I think the biggest failure of the open web is simply the lack of a "Publish" function. You can consume on the open web just fine, but for publishing you need to own a server, not just a client. That in turn gave growth to Youtube, Facebook and Co., as they allowed people to publish content with just a web client.

Search and payment are important as well, but only really become relevant when the content is on the web.

> I think the biggest failure of the open web is simply the lack of a "Publish" function.

The simplest approach to something like this is Apache homedirs or finger plan files [0]: you write some text in a file in your home directory and a service makes it accessible to anyone who connects to your machine. Apparently plan files were somewhat popular thing at one point; you could finger the machines at id Software and read what John Carmack was doing on any given week [1].

The problem with this approach is that the internet (not just the web) is not end-to-end. Assuming your ISP isn't using CGNAT, I have to:

- Punch a hole in my firewall or setup up a DMZ host. Unless my workstation is the only thing on my network and hooked directly into my modem, but nobody does that. Everybody has a LAN with private addressing.

- Setup dynamic DNS, since there's no guarantee that my ISP has given me a static address. In practice this isn't that bad, but if I lose power in a thunderstorm you need to have the same name you had before.

- Harden and update whatever service I run. It'll get probed regularly, and is a high value target since it presumably runs on the same machine where I run my password manager or buy things using I credit card.

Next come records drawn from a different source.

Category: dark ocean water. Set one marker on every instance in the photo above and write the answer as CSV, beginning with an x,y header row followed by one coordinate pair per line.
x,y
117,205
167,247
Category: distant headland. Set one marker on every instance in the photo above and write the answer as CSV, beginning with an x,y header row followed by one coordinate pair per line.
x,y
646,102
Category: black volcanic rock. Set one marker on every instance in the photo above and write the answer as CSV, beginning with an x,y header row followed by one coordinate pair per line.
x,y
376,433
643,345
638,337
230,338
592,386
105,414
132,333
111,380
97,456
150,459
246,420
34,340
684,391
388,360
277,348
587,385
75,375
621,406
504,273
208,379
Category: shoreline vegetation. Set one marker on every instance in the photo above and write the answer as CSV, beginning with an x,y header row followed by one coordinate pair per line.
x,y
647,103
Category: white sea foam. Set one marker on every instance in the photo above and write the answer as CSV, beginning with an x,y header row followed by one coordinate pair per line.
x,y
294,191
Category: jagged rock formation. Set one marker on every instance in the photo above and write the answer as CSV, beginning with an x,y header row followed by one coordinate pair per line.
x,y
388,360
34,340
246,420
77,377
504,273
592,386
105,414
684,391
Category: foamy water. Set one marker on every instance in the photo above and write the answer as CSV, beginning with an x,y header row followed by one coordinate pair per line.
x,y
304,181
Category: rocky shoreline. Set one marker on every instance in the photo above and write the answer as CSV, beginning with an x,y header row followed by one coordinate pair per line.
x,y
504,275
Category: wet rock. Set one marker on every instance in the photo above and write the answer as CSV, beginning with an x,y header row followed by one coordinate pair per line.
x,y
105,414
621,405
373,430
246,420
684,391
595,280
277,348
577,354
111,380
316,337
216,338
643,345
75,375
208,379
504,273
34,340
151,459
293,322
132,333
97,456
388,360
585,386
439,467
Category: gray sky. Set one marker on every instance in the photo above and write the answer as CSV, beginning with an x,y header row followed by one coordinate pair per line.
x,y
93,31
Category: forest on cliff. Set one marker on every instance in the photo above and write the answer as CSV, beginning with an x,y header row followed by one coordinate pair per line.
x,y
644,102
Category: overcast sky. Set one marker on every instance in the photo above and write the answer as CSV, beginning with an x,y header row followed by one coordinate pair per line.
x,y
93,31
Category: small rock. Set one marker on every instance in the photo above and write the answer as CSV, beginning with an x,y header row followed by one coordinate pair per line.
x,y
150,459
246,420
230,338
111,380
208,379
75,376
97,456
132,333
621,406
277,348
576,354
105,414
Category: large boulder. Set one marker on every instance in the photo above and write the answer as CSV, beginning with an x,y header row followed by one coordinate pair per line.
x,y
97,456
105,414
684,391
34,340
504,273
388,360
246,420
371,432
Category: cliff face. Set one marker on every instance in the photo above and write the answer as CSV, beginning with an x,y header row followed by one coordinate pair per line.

A VPS is just a convenience and security measure here. You get a public IP address without any additional management (default-deny firewall, NAT) and can isolate your private data from the VPS which is more likely to be compromised.

The alternative would be to make a new network which gets rid of all the extra layers of management - just your machine, with a publicly accessible name that you can point people to. No smart network appliances in-between imposing NAT, DHCP, or firewalls beyond the one on your machine. I think there are P2P networks which work like this, or Tor if you give your machine a name in the .onion namespace. I don't know of any which are better on the security aspect though.